His ethics would be questioned often enough. (Like many in the day, he claimed songwriting credits as possible promotional payoffs; he was also accused of underpaying talent who appeared in his famous rock and roll spectacular shows and tours before the payola scandals.) But no one could or would really question Alan Freed's rock and roll heart.

CHANNEL SURFING . . .

AMOS 'N' ANDY: SUSPECTING THE KINGFISH IS EMBEZZLING (NBC, 1929)---Andy (Charles Correll) has precisely such a suspicion, after noticing the Kingfish's wife has been dressing particularly well of late . . . and, after the Kingfish (Freeman Gosden, who also plays Amos) handed him a new---and possible illegally written---lodge bylaw. Writers: Freeman Gosden, Charles Correll.

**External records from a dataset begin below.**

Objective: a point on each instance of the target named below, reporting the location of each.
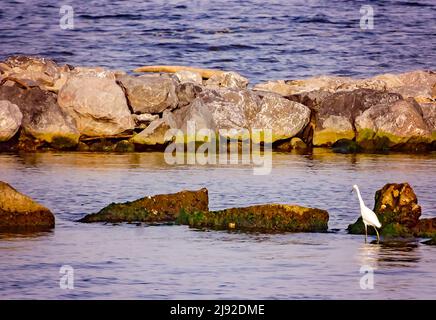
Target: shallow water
(130, 261)
(278, 39)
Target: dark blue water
(170, 262)
(277, 39)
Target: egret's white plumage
(368, 216)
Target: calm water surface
(275, 39)
(130, 261)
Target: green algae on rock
(153, 209)
(260, 218)
(397, 208)
(18, 211)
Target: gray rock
(394, 124)
(10, 120)
(150, 93)
(189, 76)
(98, 106)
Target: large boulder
(43, 119)
(10, 120)
(98, 105)
(325, 83)
(153, 209)
(417, 84)
(243, 110)
(34, 71)
(18, 211)
(150, 93)
(397, 208)
(392, 126)
(262, 218)
(336, 114)
(429, 115)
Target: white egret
(369, 218)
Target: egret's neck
(360, 198)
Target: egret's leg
(378, 236)
(366, 232)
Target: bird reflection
(389, 254)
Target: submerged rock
(10, 120)
(392, 126)
(18, 211)
(227, 80)
(262, 218)
(242, 111)
(34, 71)
(346, 146)
(43, 119)
(153, 209)
(337, 113)
(98, 106)
(416, 84)
(189, 76)
(154, 134)
(397, 208)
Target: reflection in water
(130, 261)
(393, 253)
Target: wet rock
(397, 208)
(337, 113)
(228, 80)
(346, 146)
(261, 218)
(429, 115)
(189, 76)
(10, 120)
(145, 117)
(153, 209)
(124, 146)
(34, 71)
(187, 92)
(241, 110)
(425, 228)
(278, 86)
(43, 119)
(289, 145)
(415, 84)
(82, 147)
(98, 106)
(154, 134)
(18, 211)
(392, 126)
(150, 93)
(102, 146)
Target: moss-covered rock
(262, 218)
(346, 146)
(18, 211)
(124, 146)
(397, 208)
(152, 209)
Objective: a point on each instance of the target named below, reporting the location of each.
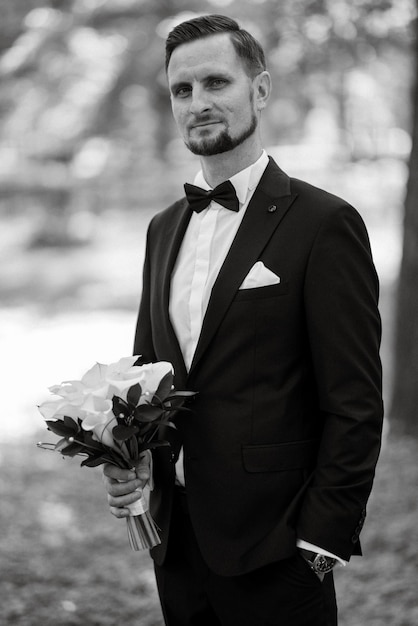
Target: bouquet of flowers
(113, 415)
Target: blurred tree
(84, 102)
(404, 409)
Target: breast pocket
(259, 293)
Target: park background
(88, 153)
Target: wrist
(319, 563)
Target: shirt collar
(244, 181)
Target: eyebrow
(214, 76)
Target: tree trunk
(404, 409)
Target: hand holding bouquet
(112, 415)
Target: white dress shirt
(206, 243)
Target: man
(269, 312)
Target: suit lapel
(267, 207)
(168, 252)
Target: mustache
(203, 119)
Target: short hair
(246, 46)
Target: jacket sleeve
(143, 343)
(341, 304)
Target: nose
(200, 101)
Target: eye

THE GOLDBERGS: SAMMY AND SYLVIA TALK (CBS, 1941)---Even as his family packs to return home, Sammy (Alfred Ryder)---who's admitted a sense of obligation to Sylvia (Zina Provendie) even if he doesn't love her---has Molly (Gertrude Berg) worried that he'll change his mind; Molly tries to understand Sylvia's action and hears something she may not want to hear when Sylvia faces her down defiantly, which upsets Rosalie (Roslyn Siber) and provokes a dressing down in turn from Jake (John R. Waters); and, Sylvia tries to convince Sammy she acted as she did for him. Announcer: Clayton (Bud) Collyer. Writer/director: Gertrude Berg.

PREMIERING TODAY . . .

1870---Wright Kramer (actor: Showboat), Somerville, Massachussetts.